Delaying the results of newly-triggered inputs is also beneficial. If there's a reasonable window of time between the triggering of an input (Favoriting a Photo, for instance) and the resulting effect on that object's reputation (moving the photo higher in a visible ranking) then it confounds a gamer's ability to do easy 'what if' comparisons. (Particularly if the period of delay is itself unpredictable.)

When the reputation effects of various actions are instantaneous, then you've given the gamers are powerful analytic tool for reverse-engineering your models.

Provide a Moving Target

We've already cautioned you to keep your system flexible (See Ch03-Plan_For_Change .) It's not just good advice from a technical standpoint, but from from a social & strategic one as well. Put simply: leave yourself enough 'wiggle room' to adjust the impact of different inputs into the system (add new inputs, change their relative weightings, or eliminate ones that were previously considered.) This gives you an effective tool for confounding gaming of the system. If you suspect that a particular input is being exploited, you at least have the option of tweaking the model to compensate for the abuse. You will also want the flexibility of introducing new types of reputations to your site (or retiring ones that are no longer serving a purpose.)

It is tricky, however, to enact changes like these without impacting the social contract you've established with the community. Once you've codified a certain set of desired behaviors on your site, some people will (understandably) be upset if the rules seemingly change out from under them. This is yet another argument for 'staying vague' about the mechanics of the system, or downplaying the importance of your reputation system.
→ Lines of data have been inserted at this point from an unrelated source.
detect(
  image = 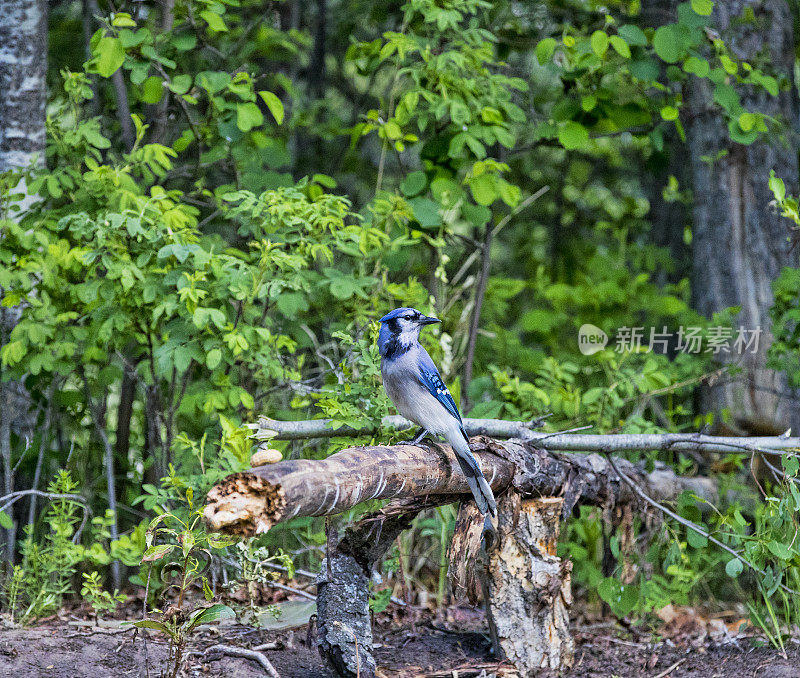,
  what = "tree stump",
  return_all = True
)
[487,492,575,676]
[317,497,436,678]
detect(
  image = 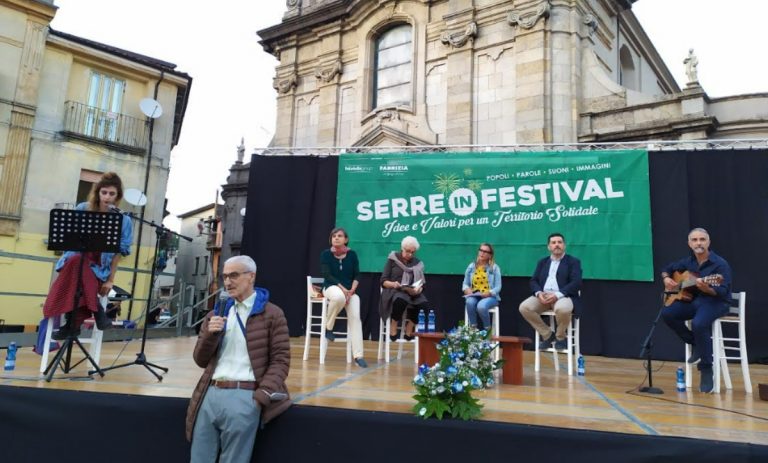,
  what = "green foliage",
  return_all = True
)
[413,323,503,420]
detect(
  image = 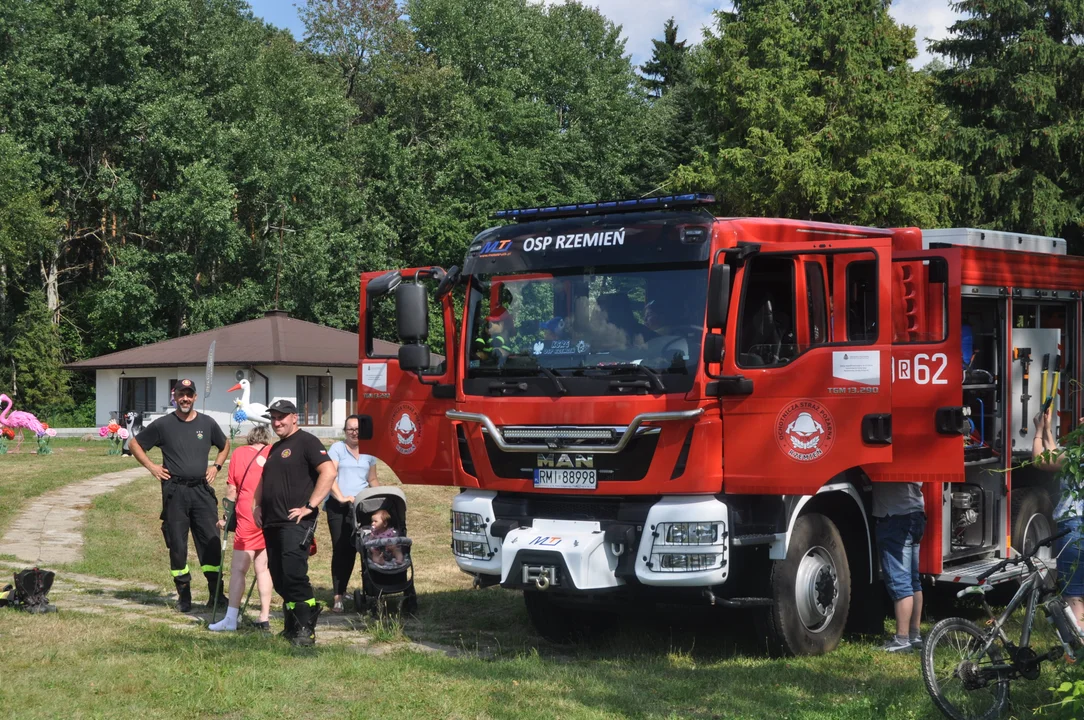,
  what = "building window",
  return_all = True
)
[120,377,157,415]
[297,375,332,425]
[346,380,358,415]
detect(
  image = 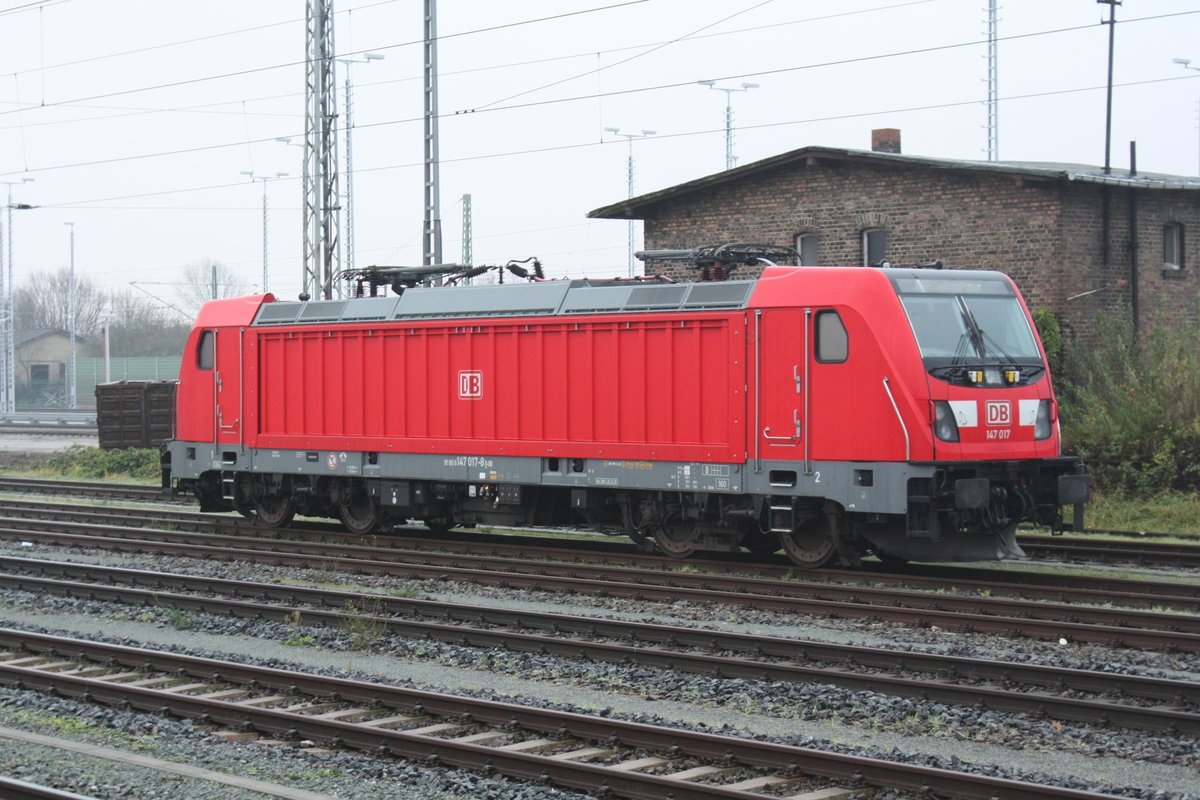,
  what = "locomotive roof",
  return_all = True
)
[253,281,756,325]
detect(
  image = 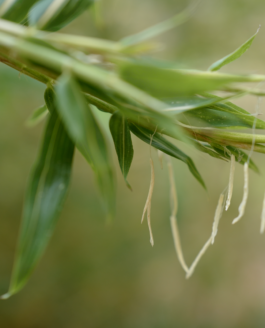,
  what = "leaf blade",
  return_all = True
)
[109,112,133,190]
[3,87,74,298]
[55,74,115,218]
[26,105,48,127]
[129,123,206,189]
[208,27,260,71]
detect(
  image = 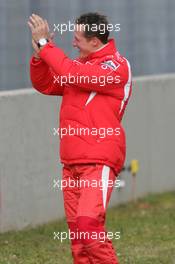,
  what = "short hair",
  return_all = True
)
[75,13,109,44]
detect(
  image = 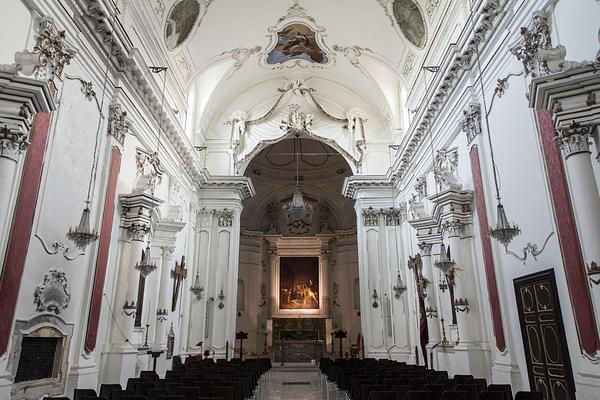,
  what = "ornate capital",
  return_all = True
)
[461,104,481,143]
[442,219,465,237]
[119,193,163,242]
[381,204,406,226]
[556,122,593,158]
[160,246,175,262]
[362,207,381,226]
[15,17,76,82]
[215,208,235,227]
[108,104,129,144]
[417,242,433,257]
[510,11,566,78]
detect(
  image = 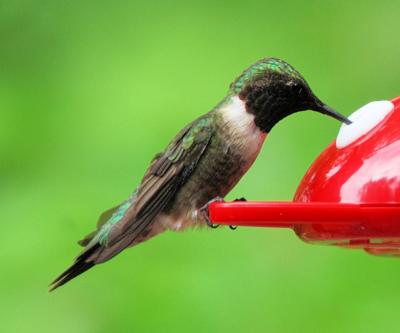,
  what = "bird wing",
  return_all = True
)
[50,113,214,290]
[96,114,214,262]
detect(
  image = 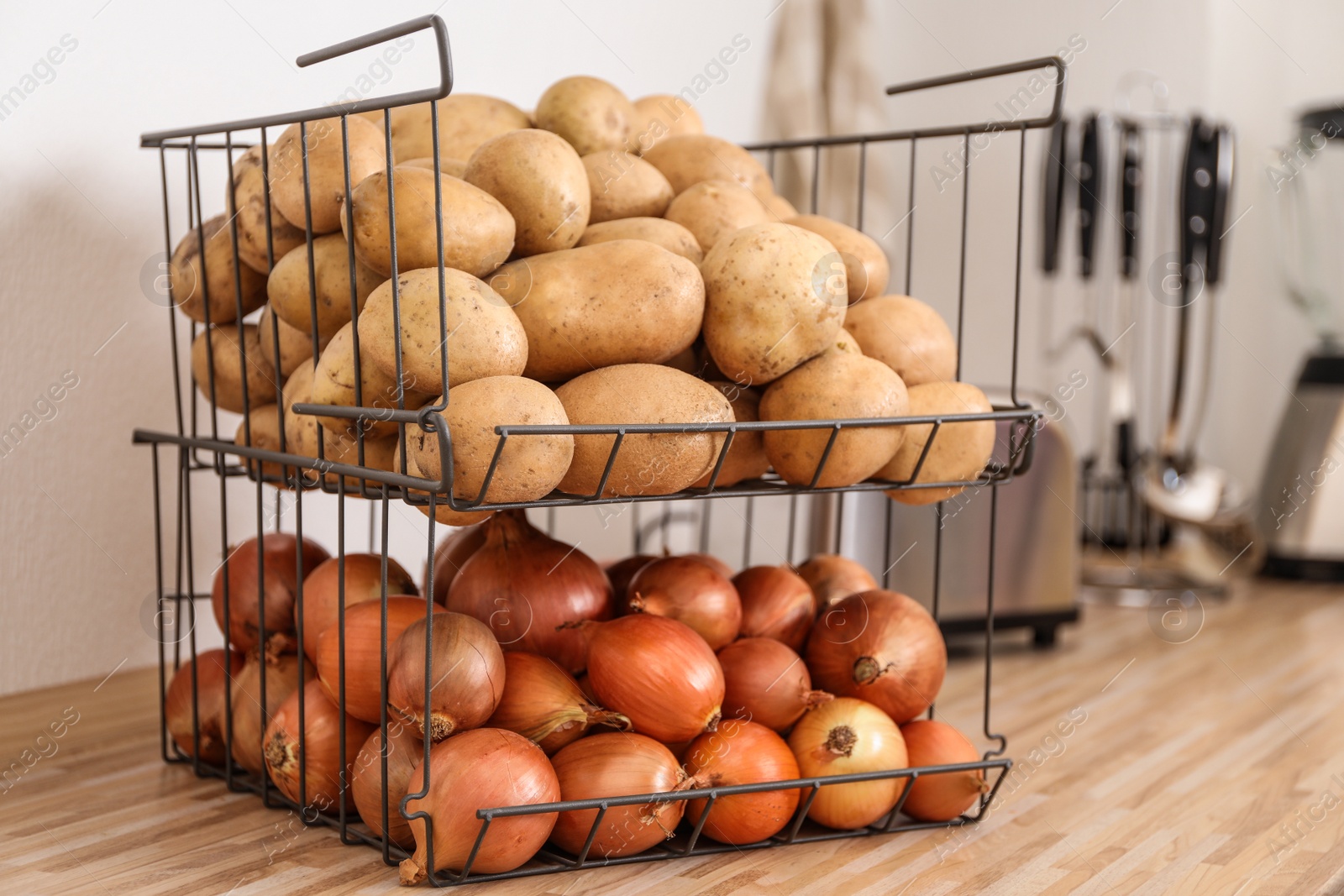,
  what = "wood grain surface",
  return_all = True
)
[0,582,1344,896]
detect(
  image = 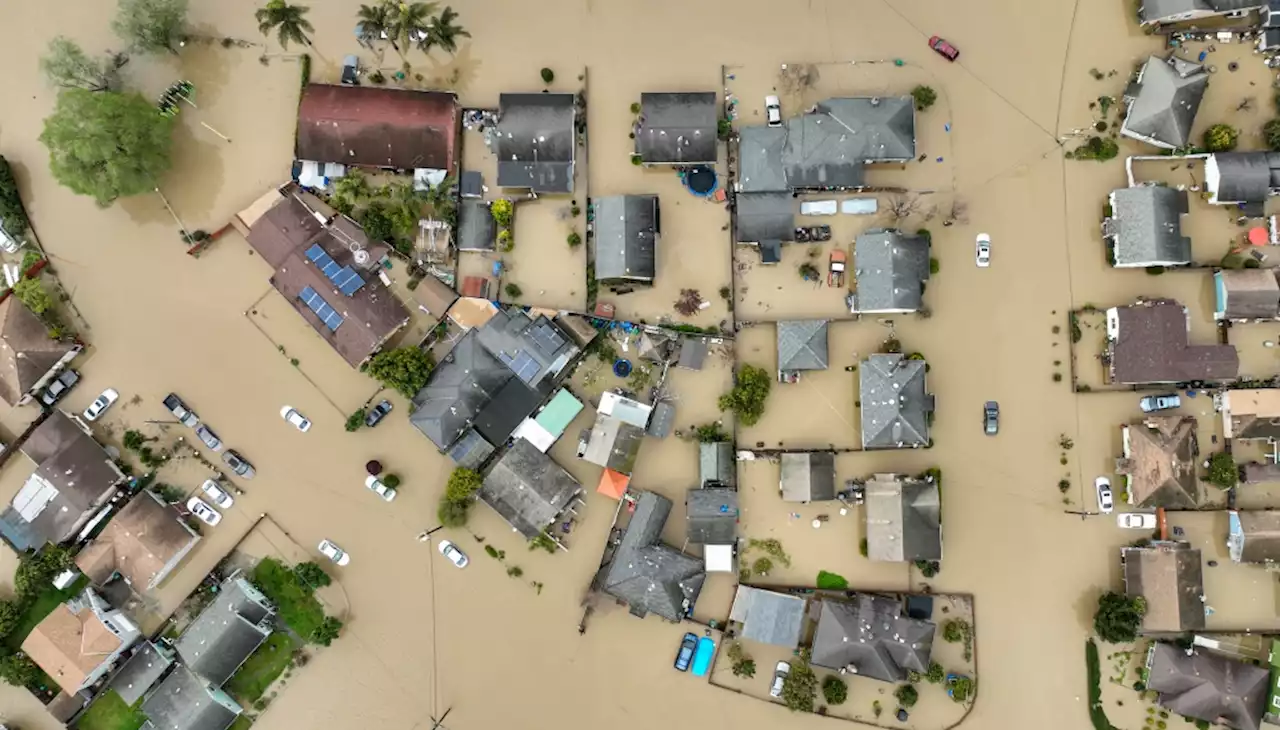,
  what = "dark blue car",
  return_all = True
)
[676,634,698,671]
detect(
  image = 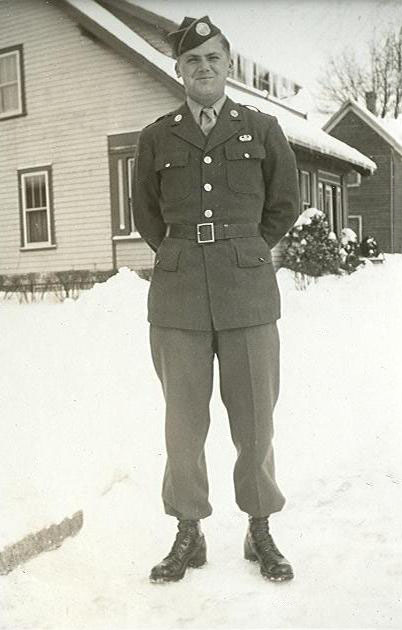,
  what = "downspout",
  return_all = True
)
[390,149,395,254]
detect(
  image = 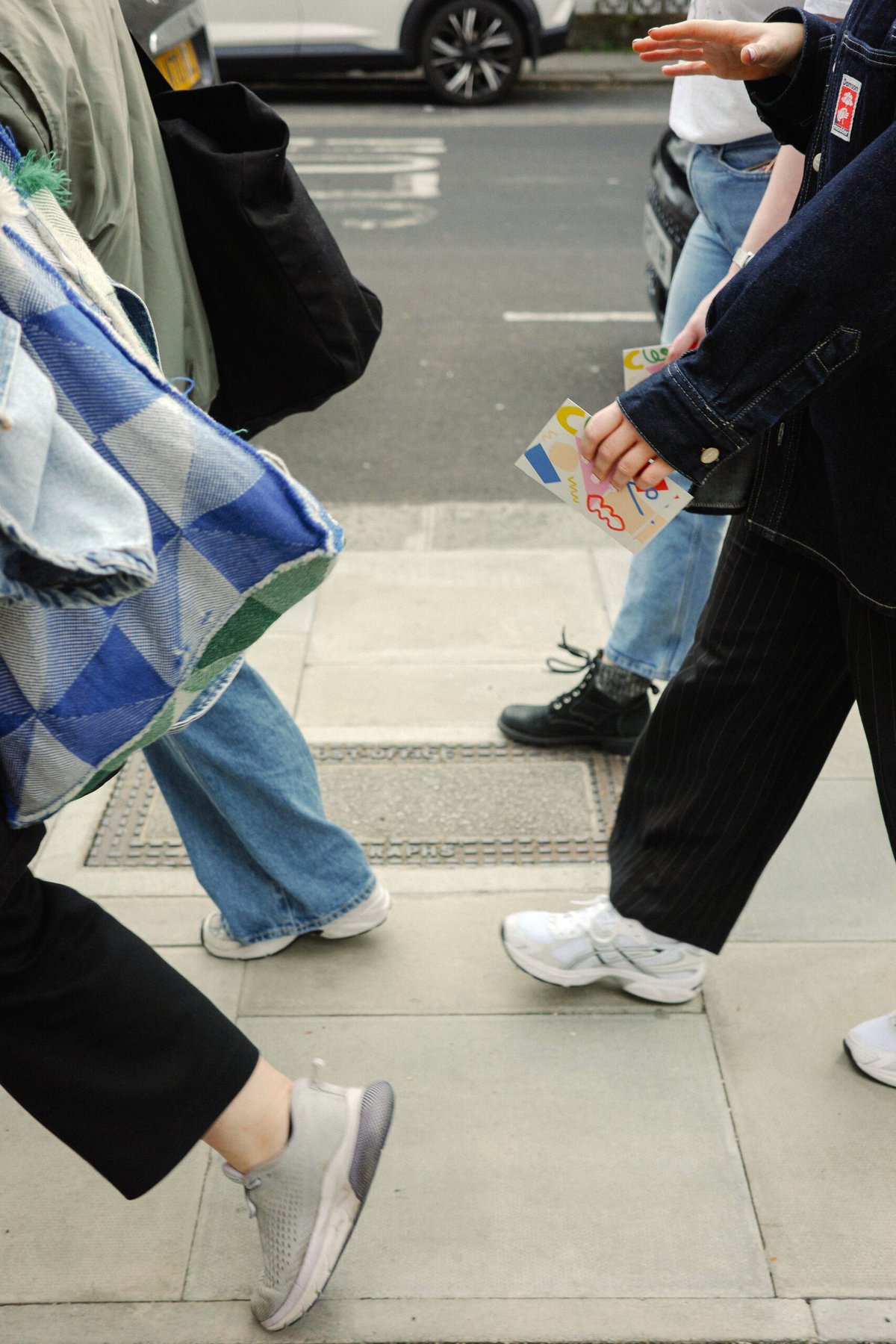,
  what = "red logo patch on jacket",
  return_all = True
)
[830,75,862,140]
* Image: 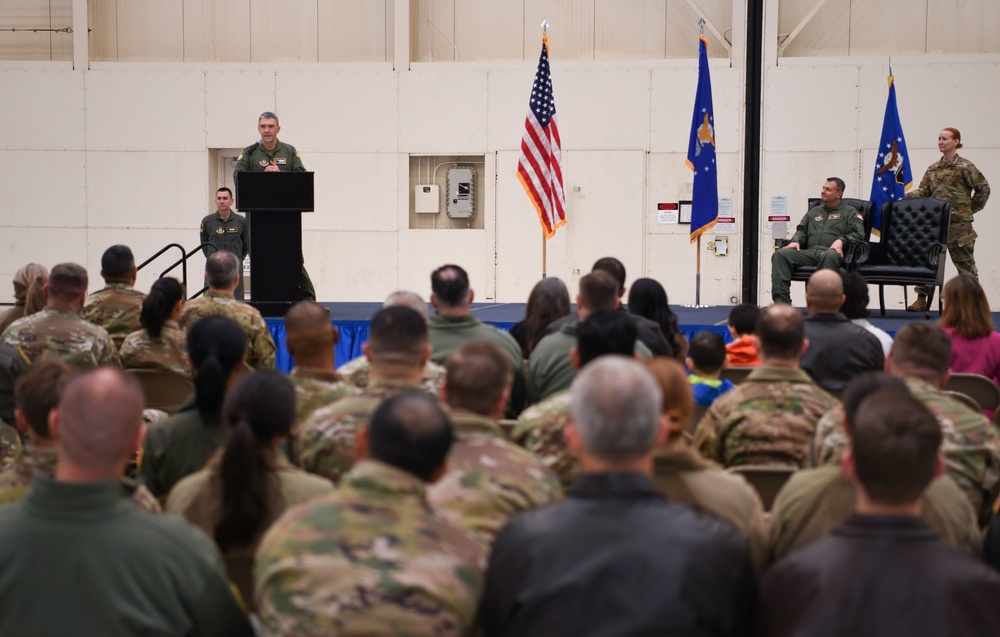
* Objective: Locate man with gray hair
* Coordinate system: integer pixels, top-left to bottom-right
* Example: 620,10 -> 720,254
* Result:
178,250 -> 277,371
480,356 -> 757,637
337,290 -> 445,396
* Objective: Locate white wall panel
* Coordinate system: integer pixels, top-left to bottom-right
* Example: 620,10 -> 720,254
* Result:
560,69 -> 652,150
302,153 -> 399,232
763,66 -> 860,150
455,0 -> 524,60
302,230 -> 398,301
0,71 -> 84,150
117,0 -> 184,62
205,71 -> 274,148
399,67 -> 490,155
276,69 -> 398,153
86,71 -> 208,151
250,0 -> 318,62
87,151 -> 211,230
394,230 -> 492,302
184,0 -> 250,62
317,0 -> 392,62
0,150 -> 87,229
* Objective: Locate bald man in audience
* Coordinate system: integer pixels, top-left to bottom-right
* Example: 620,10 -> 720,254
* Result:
807,322 -> 1000,528
0,367 -> 253,637
428,341 -> 562,544
292,305 -> 431,482
769,373 -> 982,561
337,290 -> 445,396
693,303 -> 837,468
799,270 -> 885,396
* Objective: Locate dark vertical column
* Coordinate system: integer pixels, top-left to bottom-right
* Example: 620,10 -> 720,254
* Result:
743,0 -> 765,303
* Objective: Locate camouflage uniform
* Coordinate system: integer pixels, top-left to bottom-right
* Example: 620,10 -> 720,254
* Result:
254,460 -> 486,637
80,283 -> 146,349
807,378 -> 1000,526
0,308 -> 121,369
427,411 -> 562,544
179,290 -> 277,371
0,444 -> 162,513
771,201 -> 866,303
292,380 -> 421,482
121,321 -> 191,378
769,465 -> 982,562
337,356 -> 446,396
906,154 -> 990,296
693,367 -> 838,468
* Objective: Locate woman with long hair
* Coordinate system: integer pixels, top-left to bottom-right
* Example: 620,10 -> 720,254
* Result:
121,278 -> 191,378
938,274 -> 1000,384
139,315 -> 247,498
628,279 -> 687,363
0,263 -> 49,334
510,277 -> 570,358
166,372 -> 333,610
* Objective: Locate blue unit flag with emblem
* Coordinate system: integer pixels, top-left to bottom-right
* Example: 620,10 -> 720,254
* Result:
869,75 -> 913,234
687,36 -> 719,243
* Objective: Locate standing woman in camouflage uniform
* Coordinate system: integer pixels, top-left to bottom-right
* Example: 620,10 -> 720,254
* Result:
121,278 -> 191,378
906,128 -> 990,312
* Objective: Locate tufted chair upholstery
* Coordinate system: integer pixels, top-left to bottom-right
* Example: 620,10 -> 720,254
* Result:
856,199 -> 951,316
792,197 -> 875,281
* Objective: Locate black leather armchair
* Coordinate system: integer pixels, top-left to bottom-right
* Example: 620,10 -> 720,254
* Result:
851,199 -> 951,316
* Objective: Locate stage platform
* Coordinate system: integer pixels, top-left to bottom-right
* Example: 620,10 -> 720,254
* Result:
265,303 -> 936,371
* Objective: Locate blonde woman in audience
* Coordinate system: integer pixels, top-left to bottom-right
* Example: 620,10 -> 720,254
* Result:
0,263 -> 49,334
121,278 -> 191,378
166,372 -> 333,611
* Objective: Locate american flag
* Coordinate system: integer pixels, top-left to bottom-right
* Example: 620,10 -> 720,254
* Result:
517,35 -> 566,238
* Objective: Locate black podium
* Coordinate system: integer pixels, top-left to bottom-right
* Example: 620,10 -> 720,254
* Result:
236,172 -> 314,316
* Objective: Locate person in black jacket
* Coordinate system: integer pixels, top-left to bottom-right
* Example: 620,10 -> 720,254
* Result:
480,355 -> 757,637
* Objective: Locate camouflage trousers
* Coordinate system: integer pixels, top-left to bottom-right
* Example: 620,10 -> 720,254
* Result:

Reputation from Theory to Practice

The first half of this book, up through this chapter, has focused on theory. We've focused on understanding reputation systems through defining the key concepts, creating a visual grammar for how they work, providing a technical description of an actual execution environment, defining a set of key building blocks which we used to construct the most common simple models, and culminating in some detailed models for popular complex reputation in the wild.

Along the way we sprinkled in practitioner's tips about important lessons learned from operational reputation systems in order to prepare you for the second half: Applying the theory to a specific application: Yours!